Rabbi Ackerman agreed that the pro-Israel lobbying group AIPAC is a divisive force but said Sanders’ comments still "got my back up, I have to say.”

“The AIPAC piece is a particularly complicated one because probably as many people in the Jewish community agree with him,” he said.

Benjamin Barnett, founder of Philadelphia’s Independent Film Festival, identifies as “a lefty who has never voted for a Republican," but who supported Trump’s decision to move the American Embassy from Tel Aviv to Jerusalem.

Sanders’ views on Israel, and his alliance with Reps. Ilhan Omar and Rashida Tlaib, who have been deeply critical of Israel, have “spooked me as a Jew,” Barnett said.

He doesn’t think Sanders is the person to negotiate a peace deal between Israelis and Palestinians.

“I would hope Bernie would use [his Jewishness] in a way that would show positivity and give him street cred in the Middle East, as a Jew to walk in there, and not a messianic wannabe evangelical like Trump," Barnett said. “I just don’t think that’s going to happen.”

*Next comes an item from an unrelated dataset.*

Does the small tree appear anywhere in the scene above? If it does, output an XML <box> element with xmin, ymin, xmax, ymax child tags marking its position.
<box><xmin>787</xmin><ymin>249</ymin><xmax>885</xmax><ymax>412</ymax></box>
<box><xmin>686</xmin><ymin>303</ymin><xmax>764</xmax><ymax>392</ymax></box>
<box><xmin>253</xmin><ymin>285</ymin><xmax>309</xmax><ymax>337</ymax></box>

For Orthodox Jews, Sanders remains difficult to embrace.

“I appreciate that he’s proud of his heritage,” said Rabbi Ephraim Epstein of Sons of Israel in Cherry Hill, who is undecided. “But I view my heritage with more adherence to the Torah and its precepts."

“I am deeply appreciative of Mr. Trump’s steadfast support of the state of Israel," he added, "and recognize that every candidate has room to grow in their life.”

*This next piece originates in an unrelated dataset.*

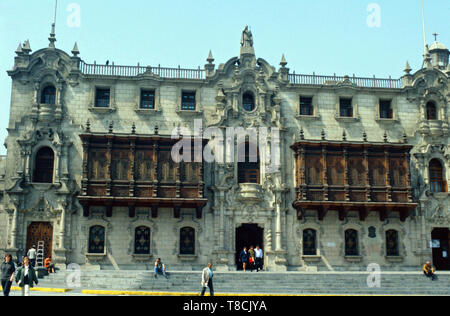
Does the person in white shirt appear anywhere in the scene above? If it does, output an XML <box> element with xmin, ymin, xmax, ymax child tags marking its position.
<box><xmin>27</xmin><ymin>246</ymin><xmax>36</xmax><ymax>268</ymax></box>
<box><xmin>255</xmin><ymin>246</ymin><xmax>263</xmax><ymax>272</ymax></box>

Aviv Yavne, manager of Star of David Kosher Grill in Narberth, said that he found Sanders “very cool” but that Israel keeps him a Trump supporter. “I have a lot of friends who are anti-Trump," Yavne said. “I tell them, I am biased. Because of Jerusalem.”

Two Jews walk into a debate

The sight of two old Jews, Sanders and Bloomberg, competing at the highest level of American politics had Jews doing a little head-shaking. (Bloomberg dropped out of the race Wednesday.)

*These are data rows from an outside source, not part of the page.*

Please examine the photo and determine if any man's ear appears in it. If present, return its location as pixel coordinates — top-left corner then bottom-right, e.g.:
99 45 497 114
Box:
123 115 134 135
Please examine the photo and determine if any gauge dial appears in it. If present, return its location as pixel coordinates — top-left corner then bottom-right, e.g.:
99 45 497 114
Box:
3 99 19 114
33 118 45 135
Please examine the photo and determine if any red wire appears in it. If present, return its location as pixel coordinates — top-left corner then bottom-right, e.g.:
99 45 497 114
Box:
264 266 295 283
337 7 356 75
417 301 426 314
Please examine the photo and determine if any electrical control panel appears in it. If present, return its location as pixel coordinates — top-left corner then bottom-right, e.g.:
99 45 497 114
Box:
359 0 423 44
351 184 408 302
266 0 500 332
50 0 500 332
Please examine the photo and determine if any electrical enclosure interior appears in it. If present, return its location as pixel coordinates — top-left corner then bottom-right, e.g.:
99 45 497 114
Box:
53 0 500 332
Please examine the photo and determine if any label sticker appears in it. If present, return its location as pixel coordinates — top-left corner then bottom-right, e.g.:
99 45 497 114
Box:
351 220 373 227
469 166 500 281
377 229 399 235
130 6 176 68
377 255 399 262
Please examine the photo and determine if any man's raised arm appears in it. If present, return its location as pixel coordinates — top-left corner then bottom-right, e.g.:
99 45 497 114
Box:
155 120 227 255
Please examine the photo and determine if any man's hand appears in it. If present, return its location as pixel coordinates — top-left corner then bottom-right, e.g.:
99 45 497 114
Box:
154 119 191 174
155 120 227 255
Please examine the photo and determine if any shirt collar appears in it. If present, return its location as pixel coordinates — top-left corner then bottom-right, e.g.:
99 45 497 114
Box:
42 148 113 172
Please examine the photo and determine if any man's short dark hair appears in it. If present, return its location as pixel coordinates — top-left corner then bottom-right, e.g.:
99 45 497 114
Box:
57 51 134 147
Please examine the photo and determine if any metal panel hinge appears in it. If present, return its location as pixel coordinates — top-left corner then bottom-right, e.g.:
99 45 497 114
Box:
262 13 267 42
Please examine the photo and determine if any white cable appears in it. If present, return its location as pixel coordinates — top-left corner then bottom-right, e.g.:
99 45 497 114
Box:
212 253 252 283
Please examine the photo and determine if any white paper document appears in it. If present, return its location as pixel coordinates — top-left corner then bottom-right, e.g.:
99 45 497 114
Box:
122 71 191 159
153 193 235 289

“Maybe that’s the fight we need to have, between the oligarch and the socialist," Windle said.

As Jon Lovett, a podcaster and former Obama speechwriter, put it after the debate in which Sanders and Bloomberg discussed their heart stents: “It’s the most old New York Jew thing that’s ever happened in the history of American politics. ... The buttoned-up business Jew and the hippie-dippie tikkun olam Jew. ... I feel like I’m watching my childhood on stage.”

Others find it harder to relate.

“He’s not religious at all," Rabbi Gaber said. “When was the last time he was at a Rosh Hashanah or Yom Kippur service himself? He’s never really been active in the Jewish community.”

Film festival founder Barnett said his pride over a historic first would be muted. “I just don’t feel Bernie Sanders made any effort in his life to be a Jewish politician,” Barnett said. “There’s nothing in my body that says he’s going to be good for the Jews.”

Rabbi Ackerman, though, said he would feel pride if Sanders became the first Jewish president. Like many pondering Sanders, he’s taking his cues from his millennial children, who, he said, “definitely feel a sense of pride."

Others worry about anti-Semitism. Bloomberg, in particular, evoked a particular archetype, the financier buying his way into power..

“It’s eerily similar to the Golden Age of Spain,” Rabbi Epstein said. “The [Jewish] finance minister in the court of Ferdinand and Isabella didn’t fare well.”

But Laufer, the Jewish millennial supporter, said Sanders doesn’t get enough credit for representing a historic breakthrough, and for defying global divisions with prominent Muslim Americans among his most ardent supporters.

“Bernie would be a groundbreaking president," Laufer said. "You need that because of rising anti-Semitism and Islamophobia. Having a non-Christian president would start shifting things in people’s minds.”